Still in shock from the famous “Perruche decision” (following the decision of the Court of Cassation on 17 November 2000), obstetricians and ultrasonographers wanted to warn the general public by announcing the threat of “eugenics of precaution” and a possible widespread resignation of ultrasonographers which would seriously affect the monitoring of pregnancies. Yet it turned out that the implementation of this form of prenatal eugenics depended on the continued practice of foetal ultrasound and prenatal screening: without them, prenatal “eugenics” would of course no longer be possible. These two risks might thus seem to be in potential conflict: if all ultrasonographers specializing in foetal ultrasound had resigned, the risk of “eugenics of precaution” would in fact have been countered, and the demand for a “normal child”, or a “perfect child”, would have suffered. Paradoxically, the increase in the number of legal actions for prenatal screening errors preventing medical termination of pregnancy, which is the legal translation of this supposed right to a “normal child”, would in fact have prevented said right from being exercised!

But what really happened? The phenomenon which followed the Perruche ruling needs to be understood at several levels and through a snowball effect which we might summarize as follows:

  • •  The risk of legal action and the increase in insurance premiums caused the initial massive cessation in foetal ultrasound activity among practitioners who had little activity or who were insufficiently trained or whose equipment needed replacing.
  • •  The intense controversy that followed this cessation had the effect of intensifying the ethical debate which already surrounded prenatal screening practices, which led certain practitioners to abandon them definitively.
  • •  Finally, the consequence of the resignation of the practitioners concerned was to penalize women in poor milieus and women who lived in geographical areas that were already under-equipped for ultrasound examinations. The comments of practitioners working with people with major social problems show that there was a real inequality regarding access to ultrasound. This was confirmed by an INSERM study (Khoshnood et al.2006).

All of this obviously had an effect on the second point we examine in this article: if “eugenics of precaution” exists, paradoxically it can only concern couples sufficiently privileged to be able to “benefit” from it! Which, it has to be said, brings us to a highly unusual form of “eugenics”, as the latter usually affects poor people!

Indeed, if we maintain the term “eugenics” (instead of which, to be more accurate, we personally would often have preferred the phrase “selective birth management” or “prenatal selection” (Moyse 2001a), the inequality of access to prenatal screening creates more of a “differential eugenics”, deliberately “chosen” by some, whilst others have no access to it. Of course, we might have some doubts as to the former's freedom of “choice”, in a society which does not really allow any room for disabled people and condemns them and their families to situations which are materially and psychologically difficult to cope with, whatever milieu they may belong to.

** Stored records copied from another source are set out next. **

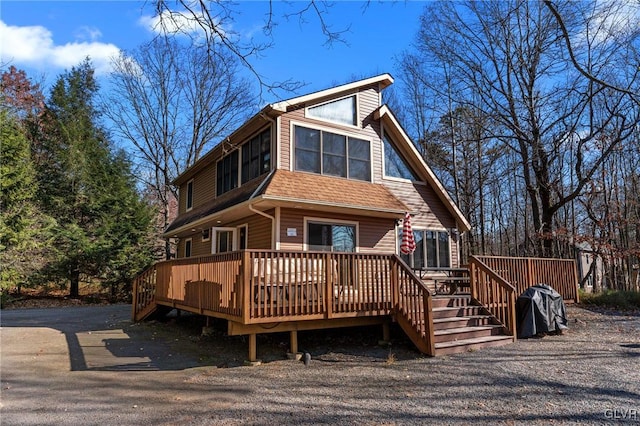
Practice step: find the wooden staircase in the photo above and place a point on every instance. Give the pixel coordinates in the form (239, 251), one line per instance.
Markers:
(459, 326)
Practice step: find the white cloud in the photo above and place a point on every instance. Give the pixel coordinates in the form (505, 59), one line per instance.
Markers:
(88, 33)
(34, 46)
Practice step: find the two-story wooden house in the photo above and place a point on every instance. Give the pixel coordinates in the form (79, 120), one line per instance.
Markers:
(294, 222)
(332, 170)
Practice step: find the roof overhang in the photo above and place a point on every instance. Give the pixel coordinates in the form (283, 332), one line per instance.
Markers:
(384, 113)
(383, 81)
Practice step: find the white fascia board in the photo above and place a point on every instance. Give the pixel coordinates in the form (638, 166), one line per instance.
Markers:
(384, 79)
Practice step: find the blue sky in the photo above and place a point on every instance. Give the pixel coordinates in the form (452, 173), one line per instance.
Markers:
(46, 37)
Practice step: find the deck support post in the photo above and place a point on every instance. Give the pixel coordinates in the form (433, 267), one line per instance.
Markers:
(253, 351)
(386, 332)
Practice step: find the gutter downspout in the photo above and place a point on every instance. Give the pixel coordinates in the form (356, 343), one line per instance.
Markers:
(251, 208)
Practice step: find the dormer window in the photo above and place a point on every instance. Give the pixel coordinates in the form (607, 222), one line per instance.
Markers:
(333, 154)
(343, 111)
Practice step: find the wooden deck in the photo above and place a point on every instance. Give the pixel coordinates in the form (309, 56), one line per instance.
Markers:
(261, 291)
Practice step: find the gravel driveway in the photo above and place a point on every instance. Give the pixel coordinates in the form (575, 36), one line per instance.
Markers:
(91, 365)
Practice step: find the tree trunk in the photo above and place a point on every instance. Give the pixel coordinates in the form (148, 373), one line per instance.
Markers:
(74, 283)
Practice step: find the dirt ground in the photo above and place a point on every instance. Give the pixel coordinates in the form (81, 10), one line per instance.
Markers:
(92, 365)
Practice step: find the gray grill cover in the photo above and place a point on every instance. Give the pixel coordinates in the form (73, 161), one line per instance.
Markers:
(540, 310)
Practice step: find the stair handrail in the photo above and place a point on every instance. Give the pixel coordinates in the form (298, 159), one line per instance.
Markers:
(415, 309)
(486, 285)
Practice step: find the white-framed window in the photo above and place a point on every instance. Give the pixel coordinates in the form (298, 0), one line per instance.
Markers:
(189, 200)
(433, 249)
(341, 111)
(331, 235)
(329, 153)
(187, 247)
(224, 240)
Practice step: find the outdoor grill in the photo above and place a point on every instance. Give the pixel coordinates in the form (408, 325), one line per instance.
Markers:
(540, 310)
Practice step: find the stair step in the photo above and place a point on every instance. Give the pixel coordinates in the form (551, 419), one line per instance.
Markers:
(465, 345)
(466, 321)
(465, 333)
(450, 301)
(456, 311)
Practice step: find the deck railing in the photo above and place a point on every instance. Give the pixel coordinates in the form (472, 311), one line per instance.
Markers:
(413, 306)
(268, 286)
(494, 293)
(523, 272)
(316, 285)
(143, 294)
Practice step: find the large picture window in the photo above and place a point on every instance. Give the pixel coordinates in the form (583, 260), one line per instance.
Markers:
(342, 111)
(432, 249)
(331, 237)
(227, 173)
(256, 156)
(328, 153)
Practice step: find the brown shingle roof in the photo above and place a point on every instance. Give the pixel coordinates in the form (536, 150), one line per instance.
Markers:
(319, 189)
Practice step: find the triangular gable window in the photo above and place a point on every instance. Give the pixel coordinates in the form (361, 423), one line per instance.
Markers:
(394, 164)
(342, 111)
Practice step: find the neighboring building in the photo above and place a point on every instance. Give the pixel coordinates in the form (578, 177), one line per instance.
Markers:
(329, 171)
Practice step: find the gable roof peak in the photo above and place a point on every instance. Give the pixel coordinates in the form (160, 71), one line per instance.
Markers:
(383, 80)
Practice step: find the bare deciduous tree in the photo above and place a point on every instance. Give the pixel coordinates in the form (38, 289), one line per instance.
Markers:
(173, 101)
(509, 61)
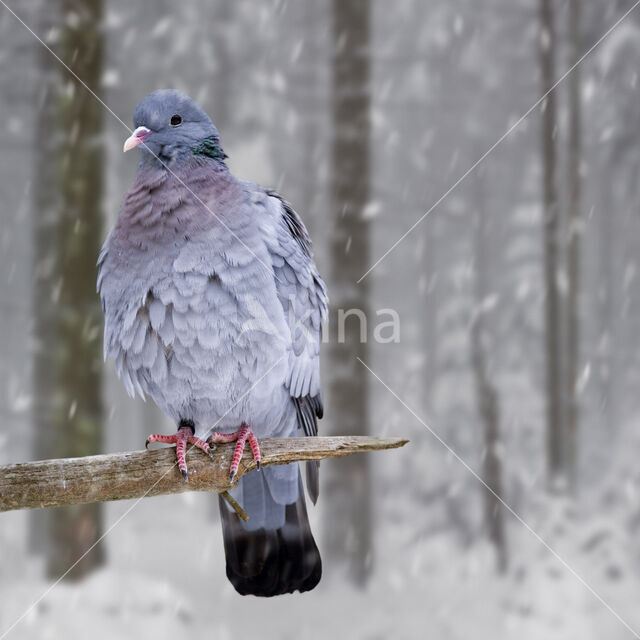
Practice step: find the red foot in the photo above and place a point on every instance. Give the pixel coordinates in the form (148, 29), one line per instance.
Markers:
(243, 434)
(180, 439)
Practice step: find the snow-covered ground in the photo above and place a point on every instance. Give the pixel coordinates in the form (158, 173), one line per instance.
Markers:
(156, 586)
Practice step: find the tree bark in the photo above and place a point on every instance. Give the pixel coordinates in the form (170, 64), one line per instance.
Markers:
(139, 474)
(487, 394)
(555, 446)
(574, 249)
(44, 218)
(349, 534)
(76, 358)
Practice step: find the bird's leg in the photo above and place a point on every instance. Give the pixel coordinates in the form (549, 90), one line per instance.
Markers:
(240, 436)
(185, 435)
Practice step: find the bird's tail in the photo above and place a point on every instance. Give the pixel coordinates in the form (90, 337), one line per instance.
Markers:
(270, 562)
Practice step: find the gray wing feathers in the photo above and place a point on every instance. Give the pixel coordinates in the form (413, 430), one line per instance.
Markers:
(303, 296)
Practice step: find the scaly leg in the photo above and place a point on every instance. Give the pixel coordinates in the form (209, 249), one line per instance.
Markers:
(184, 435)
(243, 434)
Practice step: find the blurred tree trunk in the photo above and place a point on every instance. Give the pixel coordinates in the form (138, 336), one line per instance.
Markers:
(75, 413)
(572, 372)
(348, 533)
(44, 215)
(555, 446)
(486, 392)
(222, 79)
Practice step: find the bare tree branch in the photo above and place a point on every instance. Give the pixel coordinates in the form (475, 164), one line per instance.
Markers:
(139, 474)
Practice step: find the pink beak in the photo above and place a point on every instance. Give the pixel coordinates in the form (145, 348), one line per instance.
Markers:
(136, 138)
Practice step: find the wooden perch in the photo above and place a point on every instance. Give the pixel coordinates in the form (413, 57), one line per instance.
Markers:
(138, 474)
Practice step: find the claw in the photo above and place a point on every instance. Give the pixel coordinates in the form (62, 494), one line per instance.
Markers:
(241, 436)
(185, 435)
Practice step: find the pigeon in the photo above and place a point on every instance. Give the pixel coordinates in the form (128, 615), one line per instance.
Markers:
(213, 307)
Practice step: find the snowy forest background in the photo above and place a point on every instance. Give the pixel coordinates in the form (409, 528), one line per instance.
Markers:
(518, 298)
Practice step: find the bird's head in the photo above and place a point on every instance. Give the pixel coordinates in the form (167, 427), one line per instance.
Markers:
(170, 125)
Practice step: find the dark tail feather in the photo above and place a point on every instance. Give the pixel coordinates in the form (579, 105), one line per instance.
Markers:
(271, 562)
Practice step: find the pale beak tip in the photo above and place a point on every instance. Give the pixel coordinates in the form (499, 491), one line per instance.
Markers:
(136, 138)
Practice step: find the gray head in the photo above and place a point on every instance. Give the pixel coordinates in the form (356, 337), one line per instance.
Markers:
(170, 126)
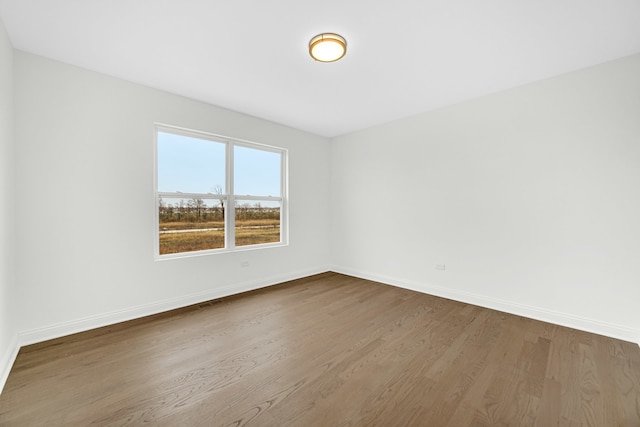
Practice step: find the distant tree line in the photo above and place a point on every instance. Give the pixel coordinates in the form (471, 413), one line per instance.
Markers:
(196, 210)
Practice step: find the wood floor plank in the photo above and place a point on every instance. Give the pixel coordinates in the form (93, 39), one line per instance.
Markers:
(327, 350)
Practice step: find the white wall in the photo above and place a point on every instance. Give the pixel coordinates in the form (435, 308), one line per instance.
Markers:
(530, 197)
(7, 243)
(85, 156)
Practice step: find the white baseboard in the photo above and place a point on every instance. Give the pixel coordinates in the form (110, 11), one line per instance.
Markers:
(576, 322)
(6, 361)
(80, 325)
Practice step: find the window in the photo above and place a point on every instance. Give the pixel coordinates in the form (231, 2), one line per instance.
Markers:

We hope that these two works of research will help the debate on the ethical questions surrounding prenatal screening, taking into account the specific positions of two of the main social groups involved. For whilst those “without a platform” deplore the fact that “ill and disabled people are currently refused the right to voice their opinions, especially in debates on ethics”, we also need to consider the unease of practitioners. According to some of the latter, “society tends to pass the buck to them, in order to disguise its shortcomings in dealing with disability”. So rather than be “placed on the front line to solve problems of disability by eliminating babies with impairments”, they would prefer to rethink the place for disabled persons in our society and the aid given to their families and, finally, to implement a real “National Solidarity” regarding disabled persons.